На негнущихся ногах варвар подошел к слепому вору, выдавил:
— Надеюсь, Везунчик, что у нас есть запас времени. Нам осталось самое последнее и важное.
Вор молчал. И молчал как-то странно.
— Может, ты тоже думаешь, будто я Кром? — Конан потряс Везунчика за плечо.
— Не знаю, — ответил тот. Ответил, кажется, честно.
— Ну и думай, как хочешь. Главное сейчас, чтобы ты просто верил мне. Поверь мне, Везунчик, в последний раз. И я сделаю тебя равным богам...
И опять в Пиршественный зал местных «богов».
Конан уже не думал об игре Бела. Похоже, он проиграл.

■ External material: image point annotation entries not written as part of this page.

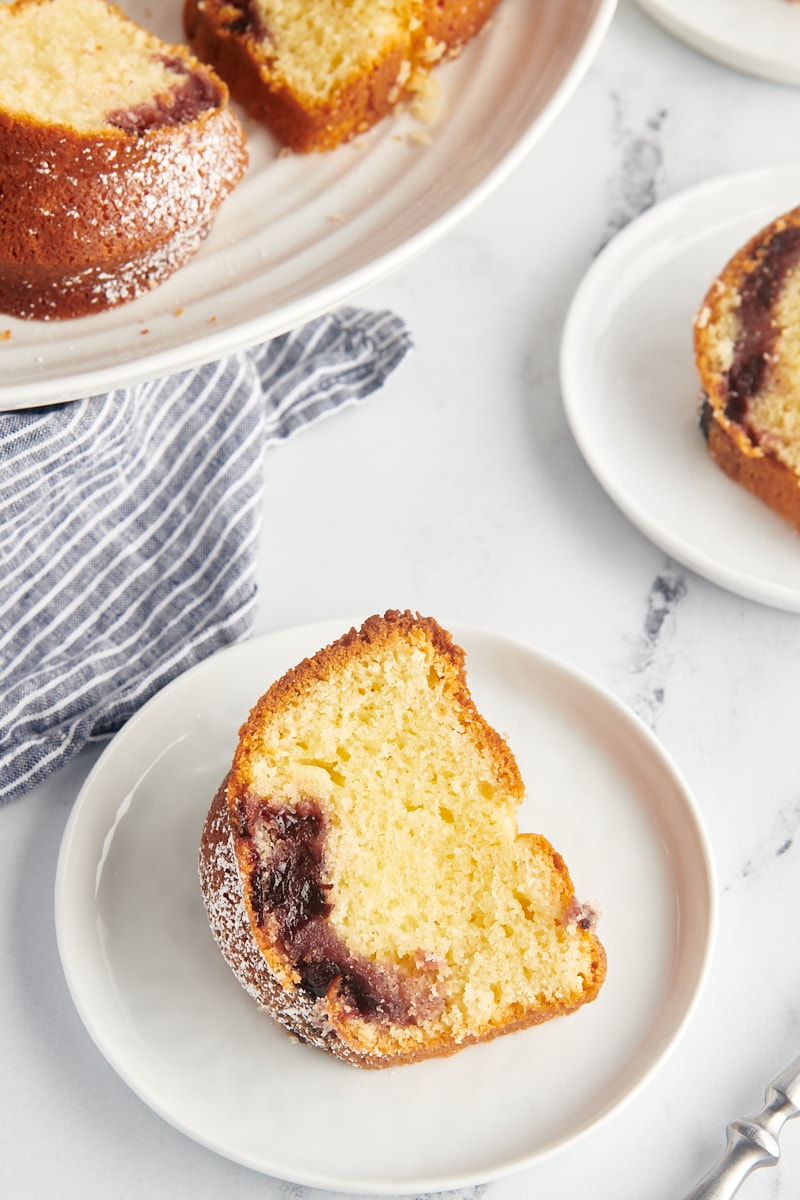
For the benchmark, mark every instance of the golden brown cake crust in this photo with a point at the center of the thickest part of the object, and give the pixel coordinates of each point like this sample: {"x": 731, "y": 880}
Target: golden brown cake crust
{"x": 229, "y": 868}
{"x": 94, "y": 220}
{"x": 214, "y": 29}
{"x": 733, "y": 445}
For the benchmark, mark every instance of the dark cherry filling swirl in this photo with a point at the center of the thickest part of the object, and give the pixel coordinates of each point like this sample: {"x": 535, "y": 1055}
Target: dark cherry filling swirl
{"x": 192, "y": 94}
{"x": 287, "y": 887}
{"x": 759, "y": 294}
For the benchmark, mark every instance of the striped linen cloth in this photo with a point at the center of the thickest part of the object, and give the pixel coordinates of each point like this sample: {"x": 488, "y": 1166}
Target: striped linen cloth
{"x": 128, "y": 528}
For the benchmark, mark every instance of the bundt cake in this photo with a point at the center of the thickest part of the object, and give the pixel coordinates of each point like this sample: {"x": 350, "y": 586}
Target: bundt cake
{"x": 361, "y": 865}
{"x": 115, "y": 154}
{"x": 319, "y": 73}
{"x": 747, "y": 354}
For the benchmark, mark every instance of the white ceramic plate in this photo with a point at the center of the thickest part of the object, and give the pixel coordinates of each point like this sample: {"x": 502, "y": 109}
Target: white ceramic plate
{"x": 632, "y": 394}
{"x": 304, "y": 233}
{"x": 170, "y": 1018}
{"x": 758, "y": 36}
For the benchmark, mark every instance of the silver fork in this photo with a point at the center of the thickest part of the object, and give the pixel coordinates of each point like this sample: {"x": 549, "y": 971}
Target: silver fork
{"x": 753, "y": 1141}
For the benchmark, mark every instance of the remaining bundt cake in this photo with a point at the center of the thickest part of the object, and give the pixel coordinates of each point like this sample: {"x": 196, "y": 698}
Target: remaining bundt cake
{"x": 115, "y": 154}
{"x": 361, "y": 865}
{"x": 747, "y": 353}
{"x": 319, "y": 73}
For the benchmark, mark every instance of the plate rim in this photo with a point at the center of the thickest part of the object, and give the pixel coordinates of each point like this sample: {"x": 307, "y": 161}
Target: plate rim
{"x": 618, "y": 255}
{"x": 84, "y": 382}
{"x": 733, "y": 54}
{"x": 328, "y": 629}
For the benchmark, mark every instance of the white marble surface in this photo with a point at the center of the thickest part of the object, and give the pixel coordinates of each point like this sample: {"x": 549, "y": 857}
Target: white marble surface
{"x": 458, "y": 491}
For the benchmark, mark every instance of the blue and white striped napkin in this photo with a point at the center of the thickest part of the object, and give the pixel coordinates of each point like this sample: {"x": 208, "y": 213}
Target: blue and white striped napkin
{"x": 128, "y": 528}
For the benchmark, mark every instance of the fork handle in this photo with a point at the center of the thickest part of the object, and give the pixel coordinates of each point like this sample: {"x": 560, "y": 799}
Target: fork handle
{"x": 753, "y": 1141}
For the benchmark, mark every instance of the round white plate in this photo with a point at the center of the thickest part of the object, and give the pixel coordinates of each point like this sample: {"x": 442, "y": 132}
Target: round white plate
{"x": 172, "y": 1019}
{"x": 304, "y": 233}
{"x": 632, "y": 394}
{"x": 758, "y": 36}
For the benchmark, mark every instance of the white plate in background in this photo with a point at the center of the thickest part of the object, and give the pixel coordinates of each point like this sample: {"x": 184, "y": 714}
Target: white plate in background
{"x": 163, "y": 1007}
{"x": 304, "y": 233}
{"x": 632, "y": 394}
{"x": 758, "y": 36}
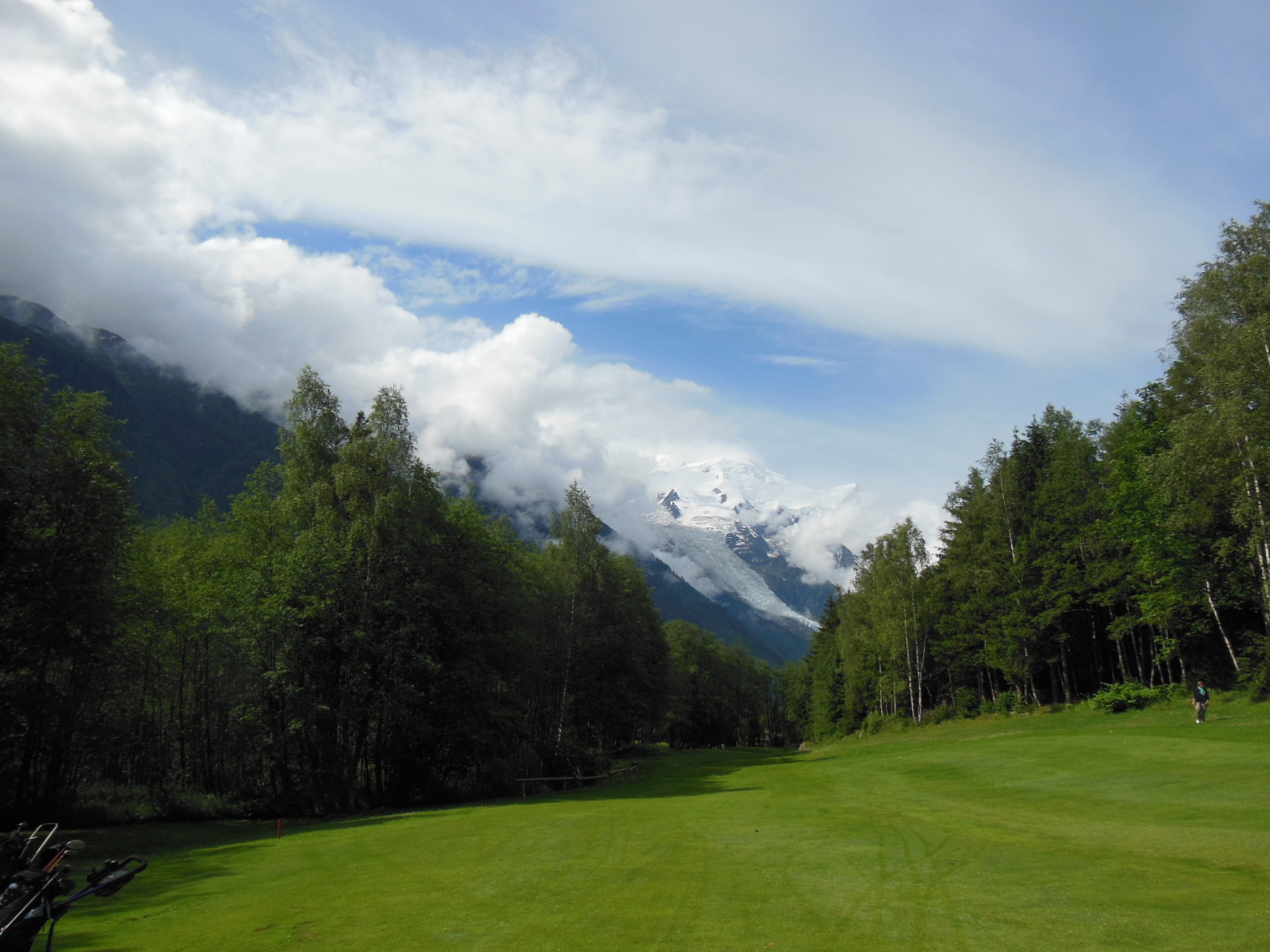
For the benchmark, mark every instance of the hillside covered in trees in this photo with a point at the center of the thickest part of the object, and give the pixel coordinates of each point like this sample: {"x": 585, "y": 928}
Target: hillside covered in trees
{"x": 346, "y": 635}
{"x": 343, "y": 636}
{"x": 1079, "y": 554}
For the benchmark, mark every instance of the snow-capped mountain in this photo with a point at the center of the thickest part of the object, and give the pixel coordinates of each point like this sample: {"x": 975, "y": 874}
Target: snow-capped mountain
{"x": 747, "y": 539}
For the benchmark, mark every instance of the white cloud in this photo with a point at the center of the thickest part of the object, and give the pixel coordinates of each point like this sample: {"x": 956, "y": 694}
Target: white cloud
{"x": 859, "y": 207}
{"x": 814, "y": 363}
{"x": 133, "y": 202}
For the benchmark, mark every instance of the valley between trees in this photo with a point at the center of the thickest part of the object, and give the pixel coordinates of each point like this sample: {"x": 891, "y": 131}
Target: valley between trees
{"x": 347, "y": 636}
{"x": 1076, "y": 831}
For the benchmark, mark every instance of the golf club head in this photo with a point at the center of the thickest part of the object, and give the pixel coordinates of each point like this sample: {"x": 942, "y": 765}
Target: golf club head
{"x": 114, "y": 881}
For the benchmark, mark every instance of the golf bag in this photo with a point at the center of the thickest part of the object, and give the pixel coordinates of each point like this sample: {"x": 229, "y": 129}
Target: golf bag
{"x": 33, "y": 881}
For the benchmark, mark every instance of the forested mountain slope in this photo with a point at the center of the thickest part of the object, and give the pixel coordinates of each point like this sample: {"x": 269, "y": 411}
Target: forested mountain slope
{"x": 183, "y": 442}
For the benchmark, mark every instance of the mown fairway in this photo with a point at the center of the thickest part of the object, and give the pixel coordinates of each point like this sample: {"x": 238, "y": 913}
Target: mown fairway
{"x": 1048, "y": 831}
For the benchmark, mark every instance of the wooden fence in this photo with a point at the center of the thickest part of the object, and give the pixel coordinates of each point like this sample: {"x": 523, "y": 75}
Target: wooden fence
{"x": 577, "y": 778}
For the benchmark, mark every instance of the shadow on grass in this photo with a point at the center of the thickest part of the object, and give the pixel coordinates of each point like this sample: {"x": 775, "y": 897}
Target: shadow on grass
{"x": 184, "y": 856}
{"x": 690, "y": 774}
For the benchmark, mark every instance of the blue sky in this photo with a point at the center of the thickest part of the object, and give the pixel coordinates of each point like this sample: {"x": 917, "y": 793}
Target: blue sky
{"x": 879, "y": 234}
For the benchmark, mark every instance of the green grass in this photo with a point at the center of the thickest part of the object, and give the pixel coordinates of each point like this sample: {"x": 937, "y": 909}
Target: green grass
{"x": 1075, "y": 831}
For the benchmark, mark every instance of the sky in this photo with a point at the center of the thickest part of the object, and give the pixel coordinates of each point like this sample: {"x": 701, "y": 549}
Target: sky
{"x": 849, "y": 241}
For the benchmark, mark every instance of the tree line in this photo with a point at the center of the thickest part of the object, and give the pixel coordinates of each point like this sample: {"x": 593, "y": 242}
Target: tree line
{"x": 346, "y": 635}
{"x": 1083, "y": 554}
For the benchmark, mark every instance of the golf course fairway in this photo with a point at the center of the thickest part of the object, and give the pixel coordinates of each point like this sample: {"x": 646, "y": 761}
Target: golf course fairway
{"x": 1070, "y": 831}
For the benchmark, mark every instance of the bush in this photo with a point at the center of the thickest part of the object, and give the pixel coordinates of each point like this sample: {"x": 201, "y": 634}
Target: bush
{"x": 1115, "y": 698}
{"x": 1257, "y": 670}
{"x": 937, "y": 715}
{"x": 1007, "y": 702}
{"x": 965, "y": 702}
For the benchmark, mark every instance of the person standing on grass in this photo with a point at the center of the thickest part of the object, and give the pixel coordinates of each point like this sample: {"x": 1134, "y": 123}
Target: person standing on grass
{"x": 1200, "y": 701}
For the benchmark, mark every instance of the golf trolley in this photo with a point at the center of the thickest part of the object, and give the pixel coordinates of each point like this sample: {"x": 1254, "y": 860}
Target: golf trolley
{"x": 33, "y": 880}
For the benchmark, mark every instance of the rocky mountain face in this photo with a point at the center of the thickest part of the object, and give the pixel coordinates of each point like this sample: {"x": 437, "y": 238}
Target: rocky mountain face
{"x": 717, "y": 539}
{"x": 727, "y": 528}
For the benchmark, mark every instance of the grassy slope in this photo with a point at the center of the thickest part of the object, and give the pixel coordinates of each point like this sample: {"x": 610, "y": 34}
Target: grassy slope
{"x": 1048, "y": 831}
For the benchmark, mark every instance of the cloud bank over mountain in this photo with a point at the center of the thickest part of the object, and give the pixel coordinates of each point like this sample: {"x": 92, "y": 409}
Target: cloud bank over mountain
{"x": 135, "y": 200}
{"x": 131, "y": 207}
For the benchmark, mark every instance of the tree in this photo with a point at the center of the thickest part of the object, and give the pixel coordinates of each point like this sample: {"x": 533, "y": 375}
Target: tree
{"x": 65, "y": 522}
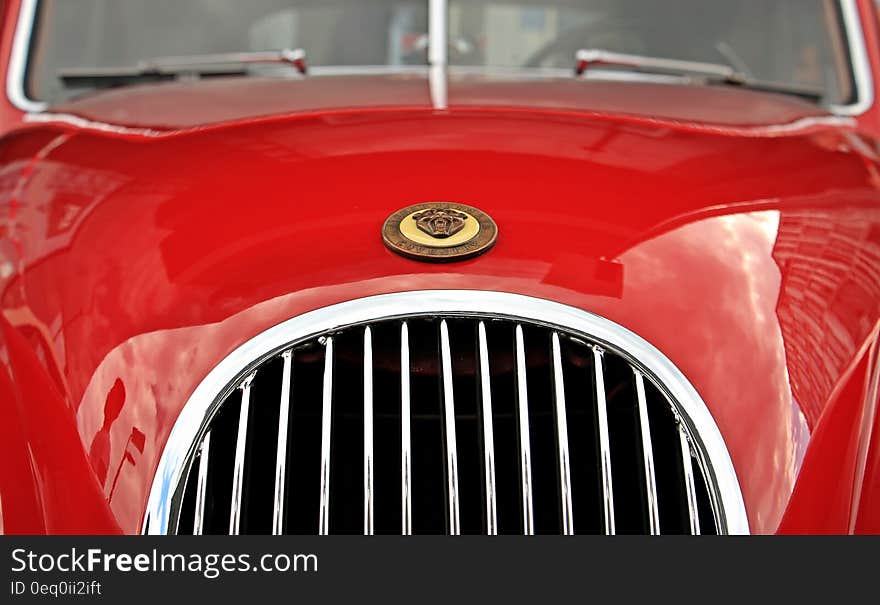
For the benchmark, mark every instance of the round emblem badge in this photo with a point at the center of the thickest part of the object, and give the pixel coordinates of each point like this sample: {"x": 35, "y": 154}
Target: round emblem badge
{"x": 439, "y": 232}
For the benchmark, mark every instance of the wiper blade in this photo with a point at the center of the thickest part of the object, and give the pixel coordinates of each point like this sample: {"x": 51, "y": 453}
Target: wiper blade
{"x": 169, "y": 68}
{"x": 711, "y": 72}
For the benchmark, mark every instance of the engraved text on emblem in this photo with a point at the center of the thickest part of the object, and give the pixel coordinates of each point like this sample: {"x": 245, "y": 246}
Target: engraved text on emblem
{"x": 440, "y": 222}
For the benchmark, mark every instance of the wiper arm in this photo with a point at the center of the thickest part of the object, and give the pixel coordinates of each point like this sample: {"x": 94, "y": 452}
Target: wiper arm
{"x": 711, "y": 72}
{"x": 167, "y": 68}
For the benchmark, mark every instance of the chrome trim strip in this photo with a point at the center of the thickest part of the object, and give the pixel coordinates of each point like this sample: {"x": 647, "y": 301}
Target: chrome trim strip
{"x": 648, "y": 453}
{"x": 488, "y": 432}
{"x": 604, "y": 443}
{"x": 405, "y": 439}
{"x": 15, "y": 76}
{"x": 859, "y": 62}
{"x": 451, "y": 442}
{"x": 326, "y": 419}
{"x": 281, "y": 449}
{"x": 163, "y": 503}
{"x": 204, "y": 452}
{"x": 562, "y": 438}
{"x": 240, "y": 445}
{"x": 368, "y": 431}
{"x": 525, "y": 441}
{"x": 690, "y": 488}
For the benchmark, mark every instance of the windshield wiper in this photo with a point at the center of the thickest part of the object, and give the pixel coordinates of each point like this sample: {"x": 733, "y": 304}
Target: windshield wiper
{"x": 170, "y": 68}
{"x": 710, "y": 72}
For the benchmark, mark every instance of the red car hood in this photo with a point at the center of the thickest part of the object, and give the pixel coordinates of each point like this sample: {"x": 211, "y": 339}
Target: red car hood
{"x": 151, "y": 244}
{"x": 179, "y": 106}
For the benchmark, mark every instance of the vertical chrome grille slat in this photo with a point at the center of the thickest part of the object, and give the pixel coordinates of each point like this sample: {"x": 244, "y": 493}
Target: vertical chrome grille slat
{"x": 488, "y": 433}
{"x": 562, "y": 438}
{"x": 525, "y": 449}
{"x": 604, "y": 443}
{"x": 326, "y": 419}
{"x": 690, "y": 487}
{"x": 648, "y": 453}
{"x": 240, "y": 444}
{"x": 454, "y": 528}
{"x": 405, "y": 439}
{"x": 201, "y": 486}
{"x": 368, "y": 431}
{"x": 508, "y": 431}
{"x": 281, "y": 449}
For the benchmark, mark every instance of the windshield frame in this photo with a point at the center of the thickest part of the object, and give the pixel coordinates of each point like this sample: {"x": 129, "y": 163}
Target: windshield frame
{"x": 438, "y": 11}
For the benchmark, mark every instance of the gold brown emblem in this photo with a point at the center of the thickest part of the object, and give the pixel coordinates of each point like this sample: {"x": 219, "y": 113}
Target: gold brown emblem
{"x": 439, "y": 232}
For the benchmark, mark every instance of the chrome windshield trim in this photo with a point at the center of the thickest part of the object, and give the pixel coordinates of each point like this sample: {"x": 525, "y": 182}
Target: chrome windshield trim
{"x": 438, "y": 13}
{"x": 438, "y": 56}
{"x": 21, "y": 42}
{"x": 163, "y": 504}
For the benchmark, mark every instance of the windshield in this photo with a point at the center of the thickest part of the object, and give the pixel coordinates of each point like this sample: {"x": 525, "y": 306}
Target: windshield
{"x": 798, "y": 42}
{"x": 794, "y": 42}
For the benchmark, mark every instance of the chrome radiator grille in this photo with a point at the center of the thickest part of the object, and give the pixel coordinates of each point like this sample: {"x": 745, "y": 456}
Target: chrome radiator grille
{"x": 447, "y": 422}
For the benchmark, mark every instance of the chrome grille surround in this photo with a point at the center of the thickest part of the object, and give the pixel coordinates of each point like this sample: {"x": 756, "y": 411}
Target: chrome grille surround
{"x": 699, "y": 436}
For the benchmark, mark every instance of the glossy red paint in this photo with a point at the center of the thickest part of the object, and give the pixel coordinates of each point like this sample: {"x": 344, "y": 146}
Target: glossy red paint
{"x": 738, "y": 232}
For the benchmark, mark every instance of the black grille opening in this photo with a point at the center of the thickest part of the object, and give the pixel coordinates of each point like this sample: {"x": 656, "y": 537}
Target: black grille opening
{"x": 304, "y": 448}
{"x": 508, "y": 487}
{"x": 429, "y": 497}
{"x": 592, "y": 407}
{"x": 387, "y": 448}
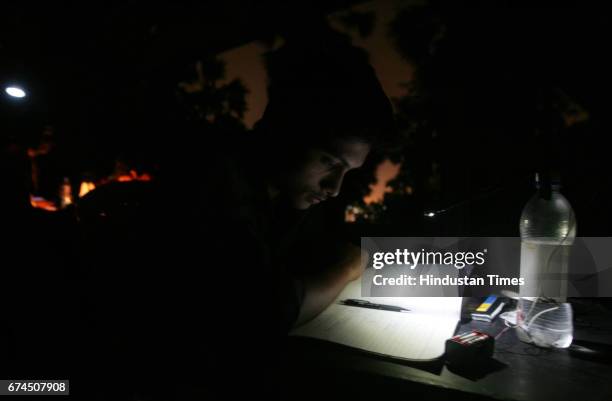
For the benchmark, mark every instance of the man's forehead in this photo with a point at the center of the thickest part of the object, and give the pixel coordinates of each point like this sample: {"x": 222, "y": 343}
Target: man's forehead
{"x": 350, "y": 151}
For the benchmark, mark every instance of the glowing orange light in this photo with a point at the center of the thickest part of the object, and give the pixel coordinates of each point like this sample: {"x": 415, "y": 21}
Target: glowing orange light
{"x": 86, "y": 186}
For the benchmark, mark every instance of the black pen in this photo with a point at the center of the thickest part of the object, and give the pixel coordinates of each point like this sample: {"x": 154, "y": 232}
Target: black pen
{"x": 367, "y": 304}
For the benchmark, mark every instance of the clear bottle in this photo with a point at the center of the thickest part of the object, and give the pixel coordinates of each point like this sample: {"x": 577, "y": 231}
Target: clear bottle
{"x": 548, "y": 230}
{"x": 65, "y": 194}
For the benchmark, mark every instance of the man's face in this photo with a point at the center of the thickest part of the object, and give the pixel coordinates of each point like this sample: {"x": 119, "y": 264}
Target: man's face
{"x": 321, "y": 171}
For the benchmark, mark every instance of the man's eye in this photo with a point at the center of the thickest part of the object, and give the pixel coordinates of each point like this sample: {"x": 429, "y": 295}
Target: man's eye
{"x": 328, "y": 162}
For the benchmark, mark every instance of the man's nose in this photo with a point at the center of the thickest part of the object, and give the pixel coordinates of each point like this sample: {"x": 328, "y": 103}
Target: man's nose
{"x": 332, "y": 184}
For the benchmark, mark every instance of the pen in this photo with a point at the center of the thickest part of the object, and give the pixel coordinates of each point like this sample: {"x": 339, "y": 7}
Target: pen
{"x": 367, "y": 304}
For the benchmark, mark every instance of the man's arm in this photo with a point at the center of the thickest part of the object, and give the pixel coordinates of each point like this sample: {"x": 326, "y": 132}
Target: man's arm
{"x": 321, "y": 289}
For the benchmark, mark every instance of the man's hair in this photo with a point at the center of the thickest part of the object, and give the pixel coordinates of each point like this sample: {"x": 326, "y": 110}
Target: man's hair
{"x": 322, "y": 91}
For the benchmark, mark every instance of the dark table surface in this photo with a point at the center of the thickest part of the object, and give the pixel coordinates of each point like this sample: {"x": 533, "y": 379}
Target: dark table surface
{"x": 517, "y": 371}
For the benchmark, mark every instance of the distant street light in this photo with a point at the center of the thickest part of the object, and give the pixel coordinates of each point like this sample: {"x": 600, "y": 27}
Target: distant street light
{"x": 15, "y": 91}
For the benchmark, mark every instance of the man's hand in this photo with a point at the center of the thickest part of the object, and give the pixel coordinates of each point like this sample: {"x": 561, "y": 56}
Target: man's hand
{"x": 323, "y": 288}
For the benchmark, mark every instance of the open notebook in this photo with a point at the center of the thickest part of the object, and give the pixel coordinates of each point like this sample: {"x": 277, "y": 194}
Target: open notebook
{"x": 418, "y": 335}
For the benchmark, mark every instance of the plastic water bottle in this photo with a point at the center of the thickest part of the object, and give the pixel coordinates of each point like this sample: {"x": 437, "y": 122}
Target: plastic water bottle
{"x": 548, "y": 230}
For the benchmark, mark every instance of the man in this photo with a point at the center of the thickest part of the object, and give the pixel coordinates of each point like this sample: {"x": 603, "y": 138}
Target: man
{"x": 326, "y": 112}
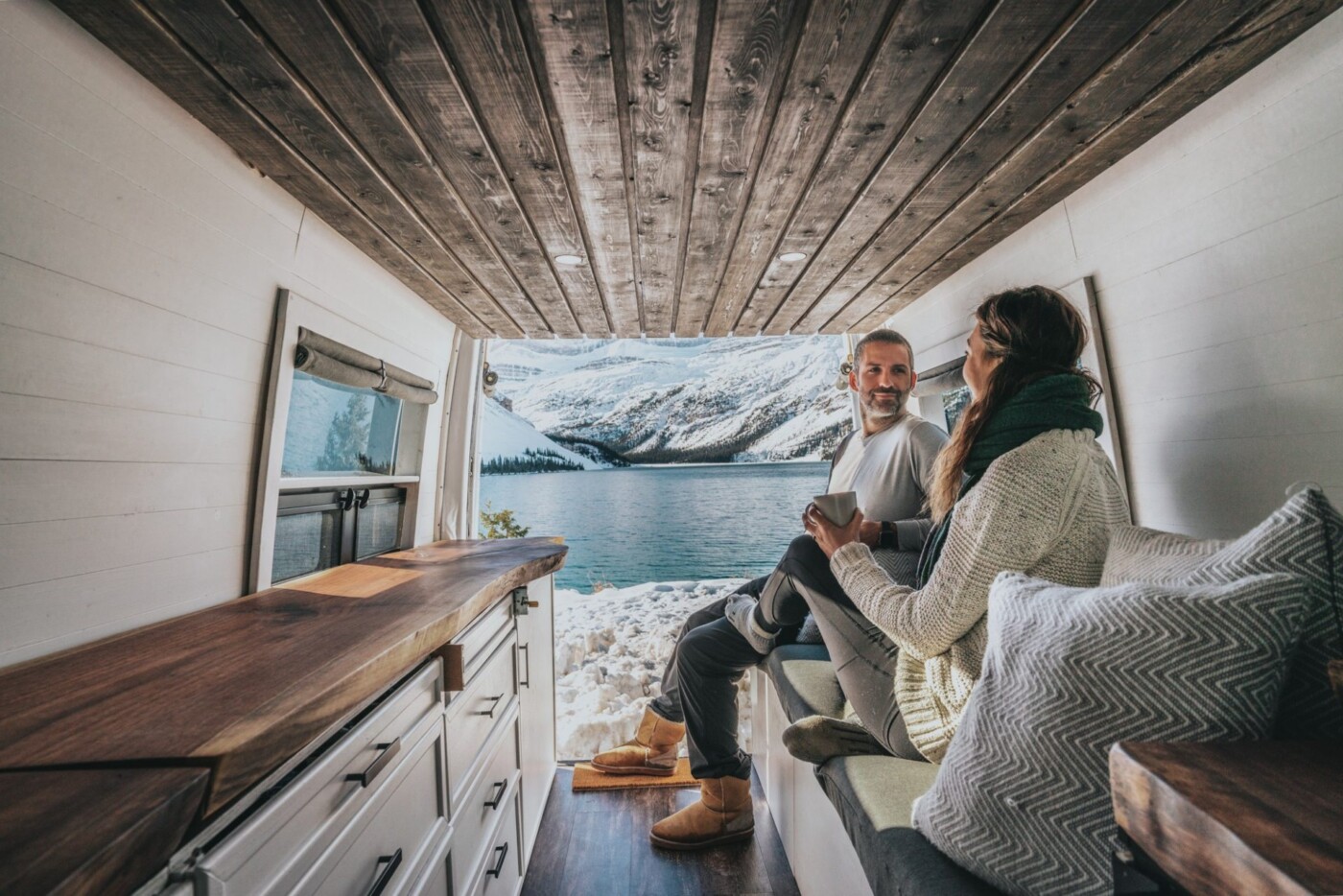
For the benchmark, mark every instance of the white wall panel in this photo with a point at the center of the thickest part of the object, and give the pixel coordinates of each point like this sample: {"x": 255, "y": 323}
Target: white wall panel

Он так и не забрал у своего двойника самое ценное, что есть у того. Двойник погиб, и Конан теперь навеки останется на острове слепых. Что ж... Тогда тем более ему необходимо довести свой план до конца...
Озарение, посетившее Конана, когда они с живым еще Коэном выбирались из подземного хода на утренний воздух, началось с воспоминания.
А вспомнился Конану рассказ какого-то наемника, слышанный им в одном шадизарском трактире.
Варвар любил хмельные разглагольствования наемников. Лишенные воображения головорезы если в чем и отступали от правды-истины, так только в том, что касалось их личного участия в событиях.